English Vietnamese You are working for Macrohard company in data structures department. After failing your previous task about key insertion you were asked to write a new data structure that would be able to return quickly k-th order statistics in the array segment.

That is, given an array a[1 ... n] of different integer numbers, your program must answer a series of questions Q(i, j, k) in the form: "What would be the k-th number in a[i ... j] segment, if this segment was sorted?"

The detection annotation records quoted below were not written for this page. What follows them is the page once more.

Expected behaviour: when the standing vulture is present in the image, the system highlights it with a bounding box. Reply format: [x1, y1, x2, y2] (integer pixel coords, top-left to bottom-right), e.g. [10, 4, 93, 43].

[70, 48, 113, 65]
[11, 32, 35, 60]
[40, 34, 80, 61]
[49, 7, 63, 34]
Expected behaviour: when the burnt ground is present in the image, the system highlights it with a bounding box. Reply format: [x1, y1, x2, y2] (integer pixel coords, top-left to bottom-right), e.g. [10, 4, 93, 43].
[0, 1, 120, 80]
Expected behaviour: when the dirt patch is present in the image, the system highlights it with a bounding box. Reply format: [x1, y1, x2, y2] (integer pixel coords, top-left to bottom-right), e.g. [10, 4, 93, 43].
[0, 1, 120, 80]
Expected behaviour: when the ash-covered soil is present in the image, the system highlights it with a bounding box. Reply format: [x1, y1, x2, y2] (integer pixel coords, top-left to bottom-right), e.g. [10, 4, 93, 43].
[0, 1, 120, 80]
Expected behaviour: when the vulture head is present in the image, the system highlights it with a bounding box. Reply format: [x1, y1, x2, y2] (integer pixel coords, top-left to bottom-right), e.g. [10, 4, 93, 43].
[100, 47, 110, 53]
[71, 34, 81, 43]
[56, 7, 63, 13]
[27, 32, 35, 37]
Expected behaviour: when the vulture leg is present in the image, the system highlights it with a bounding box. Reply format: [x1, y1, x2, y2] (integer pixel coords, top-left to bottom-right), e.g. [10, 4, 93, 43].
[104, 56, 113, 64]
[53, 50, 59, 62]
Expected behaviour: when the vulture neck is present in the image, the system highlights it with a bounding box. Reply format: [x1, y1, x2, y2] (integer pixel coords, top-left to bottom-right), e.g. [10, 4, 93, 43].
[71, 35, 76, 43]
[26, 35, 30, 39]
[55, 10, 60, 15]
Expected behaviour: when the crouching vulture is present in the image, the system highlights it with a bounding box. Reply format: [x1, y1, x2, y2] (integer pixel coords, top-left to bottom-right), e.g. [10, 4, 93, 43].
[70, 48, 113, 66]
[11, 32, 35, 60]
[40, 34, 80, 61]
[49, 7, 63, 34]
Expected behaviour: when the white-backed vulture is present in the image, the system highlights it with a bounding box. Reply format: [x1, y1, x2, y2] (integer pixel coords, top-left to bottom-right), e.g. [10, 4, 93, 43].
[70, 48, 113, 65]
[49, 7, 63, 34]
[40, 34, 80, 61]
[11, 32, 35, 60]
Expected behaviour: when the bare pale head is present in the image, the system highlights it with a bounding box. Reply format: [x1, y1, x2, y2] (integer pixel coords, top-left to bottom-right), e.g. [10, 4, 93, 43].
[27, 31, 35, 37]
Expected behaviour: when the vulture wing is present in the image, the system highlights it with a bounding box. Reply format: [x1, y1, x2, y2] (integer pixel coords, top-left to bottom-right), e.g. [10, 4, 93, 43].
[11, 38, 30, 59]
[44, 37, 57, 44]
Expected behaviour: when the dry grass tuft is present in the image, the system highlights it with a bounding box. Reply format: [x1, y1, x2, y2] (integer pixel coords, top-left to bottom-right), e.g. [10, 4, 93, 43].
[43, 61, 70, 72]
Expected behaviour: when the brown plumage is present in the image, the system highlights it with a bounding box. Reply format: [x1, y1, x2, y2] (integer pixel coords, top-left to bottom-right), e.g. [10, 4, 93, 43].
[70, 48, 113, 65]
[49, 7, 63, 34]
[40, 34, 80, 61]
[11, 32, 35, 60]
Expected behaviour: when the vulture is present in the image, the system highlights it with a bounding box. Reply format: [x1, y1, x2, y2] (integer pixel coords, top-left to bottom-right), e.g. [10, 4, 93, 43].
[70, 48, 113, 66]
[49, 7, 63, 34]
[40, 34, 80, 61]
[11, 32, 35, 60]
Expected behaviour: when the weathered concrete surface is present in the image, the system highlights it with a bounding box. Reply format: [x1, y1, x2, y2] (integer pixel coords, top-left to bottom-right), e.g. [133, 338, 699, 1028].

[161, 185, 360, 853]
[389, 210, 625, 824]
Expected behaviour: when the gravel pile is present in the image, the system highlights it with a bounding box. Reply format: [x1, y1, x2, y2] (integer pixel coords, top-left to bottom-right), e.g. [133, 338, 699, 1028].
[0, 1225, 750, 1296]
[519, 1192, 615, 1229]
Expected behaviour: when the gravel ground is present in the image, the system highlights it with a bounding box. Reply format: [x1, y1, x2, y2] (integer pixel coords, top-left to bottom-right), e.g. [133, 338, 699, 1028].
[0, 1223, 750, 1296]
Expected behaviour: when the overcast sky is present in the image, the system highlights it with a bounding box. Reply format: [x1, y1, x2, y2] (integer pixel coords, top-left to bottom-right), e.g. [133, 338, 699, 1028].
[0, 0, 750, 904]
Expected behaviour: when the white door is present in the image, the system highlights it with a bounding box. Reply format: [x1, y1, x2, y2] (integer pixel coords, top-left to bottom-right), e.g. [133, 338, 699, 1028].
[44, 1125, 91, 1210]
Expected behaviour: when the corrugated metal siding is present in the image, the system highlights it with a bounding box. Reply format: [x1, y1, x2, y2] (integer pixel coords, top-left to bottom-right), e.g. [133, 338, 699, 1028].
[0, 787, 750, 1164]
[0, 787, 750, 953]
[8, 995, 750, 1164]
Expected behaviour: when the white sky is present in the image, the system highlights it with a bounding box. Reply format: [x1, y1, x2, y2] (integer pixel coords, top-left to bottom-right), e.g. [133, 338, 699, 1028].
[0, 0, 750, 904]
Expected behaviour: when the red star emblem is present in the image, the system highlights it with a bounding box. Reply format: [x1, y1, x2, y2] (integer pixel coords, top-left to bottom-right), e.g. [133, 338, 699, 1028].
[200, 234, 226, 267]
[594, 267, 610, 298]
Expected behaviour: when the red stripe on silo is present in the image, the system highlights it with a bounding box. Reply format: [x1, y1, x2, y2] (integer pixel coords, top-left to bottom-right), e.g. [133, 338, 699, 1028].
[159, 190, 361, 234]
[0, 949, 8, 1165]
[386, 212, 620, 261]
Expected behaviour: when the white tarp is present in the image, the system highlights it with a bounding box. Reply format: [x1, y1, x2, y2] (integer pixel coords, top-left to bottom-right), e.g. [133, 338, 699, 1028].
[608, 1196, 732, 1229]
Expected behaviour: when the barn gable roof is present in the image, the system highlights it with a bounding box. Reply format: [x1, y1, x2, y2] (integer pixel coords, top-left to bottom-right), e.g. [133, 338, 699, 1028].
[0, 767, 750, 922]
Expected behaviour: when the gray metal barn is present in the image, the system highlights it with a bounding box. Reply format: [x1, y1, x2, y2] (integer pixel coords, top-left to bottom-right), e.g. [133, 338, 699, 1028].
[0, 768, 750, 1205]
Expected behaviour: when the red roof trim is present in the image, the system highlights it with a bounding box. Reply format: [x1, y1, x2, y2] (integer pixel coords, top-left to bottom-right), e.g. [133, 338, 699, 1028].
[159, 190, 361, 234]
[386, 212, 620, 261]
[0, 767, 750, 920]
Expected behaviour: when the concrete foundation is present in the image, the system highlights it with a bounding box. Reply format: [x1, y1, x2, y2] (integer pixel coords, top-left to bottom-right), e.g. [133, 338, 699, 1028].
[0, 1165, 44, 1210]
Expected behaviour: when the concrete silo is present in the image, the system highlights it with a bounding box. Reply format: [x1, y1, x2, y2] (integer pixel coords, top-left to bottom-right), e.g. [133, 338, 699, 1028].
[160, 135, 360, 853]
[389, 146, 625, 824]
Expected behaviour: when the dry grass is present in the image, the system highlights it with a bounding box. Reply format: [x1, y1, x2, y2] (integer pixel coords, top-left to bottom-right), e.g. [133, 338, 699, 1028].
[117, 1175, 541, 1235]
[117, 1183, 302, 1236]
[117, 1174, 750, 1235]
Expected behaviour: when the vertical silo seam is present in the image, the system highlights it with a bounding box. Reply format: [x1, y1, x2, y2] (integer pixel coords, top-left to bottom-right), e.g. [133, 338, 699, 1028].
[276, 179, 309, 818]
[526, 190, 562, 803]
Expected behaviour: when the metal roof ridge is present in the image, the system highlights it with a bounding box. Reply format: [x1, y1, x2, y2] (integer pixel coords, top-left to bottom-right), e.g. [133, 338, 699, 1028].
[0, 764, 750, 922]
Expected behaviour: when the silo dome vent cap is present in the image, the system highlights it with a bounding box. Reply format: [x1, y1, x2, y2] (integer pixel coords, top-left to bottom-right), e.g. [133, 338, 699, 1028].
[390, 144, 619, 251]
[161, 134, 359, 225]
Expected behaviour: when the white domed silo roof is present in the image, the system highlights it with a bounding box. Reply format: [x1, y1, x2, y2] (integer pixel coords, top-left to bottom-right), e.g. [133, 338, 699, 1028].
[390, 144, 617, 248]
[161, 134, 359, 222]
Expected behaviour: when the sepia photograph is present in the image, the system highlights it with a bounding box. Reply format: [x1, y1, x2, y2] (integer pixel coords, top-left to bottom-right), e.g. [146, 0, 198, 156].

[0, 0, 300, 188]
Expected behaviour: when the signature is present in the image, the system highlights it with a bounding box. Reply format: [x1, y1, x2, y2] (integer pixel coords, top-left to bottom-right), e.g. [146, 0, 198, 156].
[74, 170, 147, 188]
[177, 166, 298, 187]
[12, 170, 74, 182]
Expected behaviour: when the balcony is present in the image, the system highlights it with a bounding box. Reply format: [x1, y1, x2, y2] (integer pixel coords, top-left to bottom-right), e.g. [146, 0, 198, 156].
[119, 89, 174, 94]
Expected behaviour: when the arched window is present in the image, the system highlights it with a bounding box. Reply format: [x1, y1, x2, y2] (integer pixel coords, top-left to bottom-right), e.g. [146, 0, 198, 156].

For example, consider the array a = (1, 5, 2, 6, 3, 7, 4). Let the question be Q(2, 5, 3). The segment a[2 ... 5] is (5, 2, 6, 3). If we sort this segment, we get (2, 3, 5, 6), the third number is 5, and therefore the answer to the question is 5.

输入输出格式

输入格式:

 

The first line of the input contains n — the size of the array, and m — the number of questions to answer (1 ≤ n ≤ 100000, 1 ≤ m ≤ 5000).

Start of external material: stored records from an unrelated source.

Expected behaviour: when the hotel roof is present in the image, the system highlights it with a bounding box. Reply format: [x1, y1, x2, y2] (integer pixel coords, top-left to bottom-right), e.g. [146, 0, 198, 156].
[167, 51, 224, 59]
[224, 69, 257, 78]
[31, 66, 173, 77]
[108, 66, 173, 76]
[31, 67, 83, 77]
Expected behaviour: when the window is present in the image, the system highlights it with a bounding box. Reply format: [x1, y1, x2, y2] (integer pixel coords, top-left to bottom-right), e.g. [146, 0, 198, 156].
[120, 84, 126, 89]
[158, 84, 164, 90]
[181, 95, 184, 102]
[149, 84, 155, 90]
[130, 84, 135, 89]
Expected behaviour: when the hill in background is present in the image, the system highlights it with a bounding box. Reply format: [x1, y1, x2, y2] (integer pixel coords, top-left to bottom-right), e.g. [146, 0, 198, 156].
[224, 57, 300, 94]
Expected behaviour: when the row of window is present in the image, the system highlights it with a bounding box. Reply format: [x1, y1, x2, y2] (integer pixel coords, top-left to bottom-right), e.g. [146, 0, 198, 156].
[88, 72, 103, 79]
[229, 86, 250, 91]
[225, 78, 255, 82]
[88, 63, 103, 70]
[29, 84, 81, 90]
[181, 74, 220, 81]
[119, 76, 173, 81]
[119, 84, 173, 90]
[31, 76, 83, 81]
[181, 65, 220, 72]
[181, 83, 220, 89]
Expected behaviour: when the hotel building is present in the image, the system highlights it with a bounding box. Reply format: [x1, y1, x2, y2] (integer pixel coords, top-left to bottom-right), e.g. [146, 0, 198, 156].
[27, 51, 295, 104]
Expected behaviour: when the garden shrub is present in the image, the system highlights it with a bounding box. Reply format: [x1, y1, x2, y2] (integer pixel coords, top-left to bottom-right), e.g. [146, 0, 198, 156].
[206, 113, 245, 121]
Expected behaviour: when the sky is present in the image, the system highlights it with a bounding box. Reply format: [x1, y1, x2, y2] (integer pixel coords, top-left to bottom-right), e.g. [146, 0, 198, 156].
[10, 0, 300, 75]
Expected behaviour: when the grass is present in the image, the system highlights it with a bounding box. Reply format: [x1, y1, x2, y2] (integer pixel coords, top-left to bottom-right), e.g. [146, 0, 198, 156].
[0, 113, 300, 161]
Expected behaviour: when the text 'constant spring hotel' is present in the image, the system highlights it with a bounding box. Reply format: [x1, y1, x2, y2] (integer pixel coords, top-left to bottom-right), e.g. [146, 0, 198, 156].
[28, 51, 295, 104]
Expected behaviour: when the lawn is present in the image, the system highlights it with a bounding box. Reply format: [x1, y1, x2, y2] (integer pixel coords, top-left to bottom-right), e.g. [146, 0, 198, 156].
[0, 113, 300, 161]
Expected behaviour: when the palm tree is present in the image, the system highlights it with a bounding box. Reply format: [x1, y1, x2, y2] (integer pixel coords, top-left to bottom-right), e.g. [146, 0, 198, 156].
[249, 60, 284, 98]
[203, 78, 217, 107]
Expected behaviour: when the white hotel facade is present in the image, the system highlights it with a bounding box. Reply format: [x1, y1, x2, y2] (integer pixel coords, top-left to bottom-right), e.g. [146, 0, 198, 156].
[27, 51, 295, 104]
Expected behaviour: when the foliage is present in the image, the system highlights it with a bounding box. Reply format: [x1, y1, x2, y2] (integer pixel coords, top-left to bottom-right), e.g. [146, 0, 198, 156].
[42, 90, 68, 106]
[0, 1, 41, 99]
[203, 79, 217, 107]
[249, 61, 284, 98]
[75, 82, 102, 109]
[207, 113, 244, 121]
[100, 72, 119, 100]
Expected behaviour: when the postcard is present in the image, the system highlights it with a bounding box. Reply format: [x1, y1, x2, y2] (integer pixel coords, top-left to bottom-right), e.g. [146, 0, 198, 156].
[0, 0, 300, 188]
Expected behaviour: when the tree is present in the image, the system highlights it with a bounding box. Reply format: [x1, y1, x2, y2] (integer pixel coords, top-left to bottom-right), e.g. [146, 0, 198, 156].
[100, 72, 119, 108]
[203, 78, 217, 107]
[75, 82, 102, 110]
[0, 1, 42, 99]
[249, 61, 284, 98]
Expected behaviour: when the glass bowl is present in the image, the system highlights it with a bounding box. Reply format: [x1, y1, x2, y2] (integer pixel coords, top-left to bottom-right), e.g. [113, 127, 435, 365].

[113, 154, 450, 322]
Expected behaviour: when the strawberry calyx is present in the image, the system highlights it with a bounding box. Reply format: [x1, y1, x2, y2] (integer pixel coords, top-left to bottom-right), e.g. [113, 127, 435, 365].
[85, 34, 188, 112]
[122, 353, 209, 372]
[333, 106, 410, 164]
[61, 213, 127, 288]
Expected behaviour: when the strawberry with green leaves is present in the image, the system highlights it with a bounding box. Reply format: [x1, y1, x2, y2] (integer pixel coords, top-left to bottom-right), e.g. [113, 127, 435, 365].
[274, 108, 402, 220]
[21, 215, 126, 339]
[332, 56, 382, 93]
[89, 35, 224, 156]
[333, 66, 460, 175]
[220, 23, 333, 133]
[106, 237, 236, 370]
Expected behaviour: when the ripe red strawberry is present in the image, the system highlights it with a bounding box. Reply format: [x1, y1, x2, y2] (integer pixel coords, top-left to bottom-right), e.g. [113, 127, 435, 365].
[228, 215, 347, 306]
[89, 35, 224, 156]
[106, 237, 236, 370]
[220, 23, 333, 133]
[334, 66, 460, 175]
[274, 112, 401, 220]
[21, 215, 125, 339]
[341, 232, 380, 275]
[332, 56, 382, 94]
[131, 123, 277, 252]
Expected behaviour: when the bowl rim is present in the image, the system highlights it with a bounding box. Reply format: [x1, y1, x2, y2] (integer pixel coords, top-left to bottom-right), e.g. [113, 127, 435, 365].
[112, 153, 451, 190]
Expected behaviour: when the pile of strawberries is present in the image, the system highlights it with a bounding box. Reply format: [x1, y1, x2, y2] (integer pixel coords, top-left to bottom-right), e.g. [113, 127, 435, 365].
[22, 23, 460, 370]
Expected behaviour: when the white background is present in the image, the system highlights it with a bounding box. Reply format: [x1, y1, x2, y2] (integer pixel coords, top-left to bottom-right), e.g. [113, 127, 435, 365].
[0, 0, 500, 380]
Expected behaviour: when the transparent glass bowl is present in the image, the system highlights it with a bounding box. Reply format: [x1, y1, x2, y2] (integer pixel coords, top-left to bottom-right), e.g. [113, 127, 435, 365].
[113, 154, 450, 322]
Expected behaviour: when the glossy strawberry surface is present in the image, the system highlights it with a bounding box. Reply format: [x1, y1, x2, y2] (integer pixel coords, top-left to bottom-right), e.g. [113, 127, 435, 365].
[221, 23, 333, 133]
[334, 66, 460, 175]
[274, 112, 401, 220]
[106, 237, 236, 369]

The second line contains n different integer numbers not exceeding 10^9 by their absolute values — the array for which the answers should be given.

The following m lines contain question descriptions, each description consists of three numbers: i, j, and k (1 ≤ i ≤ j ≤ n, 1 ≤ k ≤ j - i + 1) and represents the question Q(i, j, k).


SAMPLE INPUT
7 3
1 5 2 6 3 7 4
2 5 3
4 4 1
1 7 3

 

输出格式:

 


For each question output the answer to it — the k-th number in sorted 
a[i ... j] segment. 

SAMPLE OUTPUT
5
6
3

Note : naive solution will not work!!!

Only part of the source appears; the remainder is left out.